[LXD] Automated cluster healing

Project LXD
Status Implemented
Author(s) @monstermunchkin
Approver(s) @stgraber @tomp
Release 5.14
Internal ID LX040

Abstract

This adds automated cluster member evacuation which migrates remote-backed instances if a cluster member is offline for a certain amount of time.

Rationale

Currently, offline cluster members are not automatically evacuated. This however would be beneficial if the offline cluster member has remote-backed instances. These can be migrated even if the member is offline.

Specification

Design

The following new configuration will be added:

  • cluster.healing_threshold

The automated cluster member evacuation can be enabled by setting the configuration key to a positive integer. If this value is lower than cluster.offline_threshold, that value will be used internally instead. This value represents the time is seconds after which an offline cluster member may be evacuated automatically.
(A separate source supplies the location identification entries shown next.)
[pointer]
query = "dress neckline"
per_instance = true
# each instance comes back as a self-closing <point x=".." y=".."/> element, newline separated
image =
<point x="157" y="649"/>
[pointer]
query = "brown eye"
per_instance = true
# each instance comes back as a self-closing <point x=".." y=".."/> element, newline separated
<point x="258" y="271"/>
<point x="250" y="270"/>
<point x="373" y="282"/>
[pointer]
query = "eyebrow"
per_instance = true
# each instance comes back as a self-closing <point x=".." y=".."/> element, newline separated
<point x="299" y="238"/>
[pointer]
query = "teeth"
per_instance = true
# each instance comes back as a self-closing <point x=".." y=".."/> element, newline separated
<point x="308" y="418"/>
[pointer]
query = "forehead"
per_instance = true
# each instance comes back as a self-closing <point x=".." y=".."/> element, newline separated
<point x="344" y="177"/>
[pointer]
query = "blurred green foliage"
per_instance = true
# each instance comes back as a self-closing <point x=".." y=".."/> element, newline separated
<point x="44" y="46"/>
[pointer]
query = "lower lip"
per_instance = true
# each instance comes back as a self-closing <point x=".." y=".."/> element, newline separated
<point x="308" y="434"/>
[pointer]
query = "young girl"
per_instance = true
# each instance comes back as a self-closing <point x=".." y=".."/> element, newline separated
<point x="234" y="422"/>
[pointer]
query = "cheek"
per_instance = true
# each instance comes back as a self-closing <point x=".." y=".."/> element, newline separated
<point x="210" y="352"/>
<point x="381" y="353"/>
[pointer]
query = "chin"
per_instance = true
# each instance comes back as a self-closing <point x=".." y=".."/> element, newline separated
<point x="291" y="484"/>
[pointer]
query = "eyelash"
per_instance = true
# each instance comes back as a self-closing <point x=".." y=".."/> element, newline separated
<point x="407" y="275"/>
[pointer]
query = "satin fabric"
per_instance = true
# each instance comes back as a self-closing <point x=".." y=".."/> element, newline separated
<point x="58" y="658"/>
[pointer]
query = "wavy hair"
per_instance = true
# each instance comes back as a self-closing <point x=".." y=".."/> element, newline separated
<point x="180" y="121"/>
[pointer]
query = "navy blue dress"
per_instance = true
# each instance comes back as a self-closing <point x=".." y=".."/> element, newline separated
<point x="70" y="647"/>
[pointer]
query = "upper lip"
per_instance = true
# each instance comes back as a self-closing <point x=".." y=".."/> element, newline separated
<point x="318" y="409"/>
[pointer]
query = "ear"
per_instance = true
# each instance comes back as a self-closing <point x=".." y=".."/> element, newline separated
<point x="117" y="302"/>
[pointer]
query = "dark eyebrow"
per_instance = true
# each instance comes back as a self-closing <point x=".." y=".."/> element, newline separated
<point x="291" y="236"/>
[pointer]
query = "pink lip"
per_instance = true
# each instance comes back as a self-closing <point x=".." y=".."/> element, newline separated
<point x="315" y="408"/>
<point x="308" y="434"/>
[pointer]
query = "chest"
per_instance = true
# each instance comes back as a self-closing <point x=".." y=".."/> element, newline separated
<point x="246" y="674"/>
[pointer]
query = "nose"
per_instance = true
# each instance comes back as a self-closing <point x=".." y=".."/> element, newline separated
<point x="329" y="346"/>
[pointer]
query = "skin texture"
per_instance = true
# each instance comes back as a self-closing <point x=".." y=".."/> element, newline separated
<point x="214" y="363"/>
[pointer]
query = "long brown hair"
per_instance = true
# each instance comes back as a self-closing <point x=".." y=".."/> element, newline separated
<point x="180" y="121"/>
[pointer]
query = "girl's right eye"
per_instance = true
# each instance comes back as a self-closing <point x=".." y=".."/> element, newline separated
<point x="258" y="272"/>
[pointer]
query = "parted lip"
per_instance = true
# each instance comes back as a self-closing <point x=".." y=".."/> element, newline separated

If enabled, the cluster leader checks for offline members every minute, and evacuates those members if needed. Remote-backed instances are then migrated, and local instances are ignored as those cannot be migrated.

Once the offline member comes back online, it won’t be restored automatically. This needs to be done manually.

API changes

No API changes.

CLI changes

No CLI changes.

Database changes

No database changes.

Upgrade handling

No upgrade handling.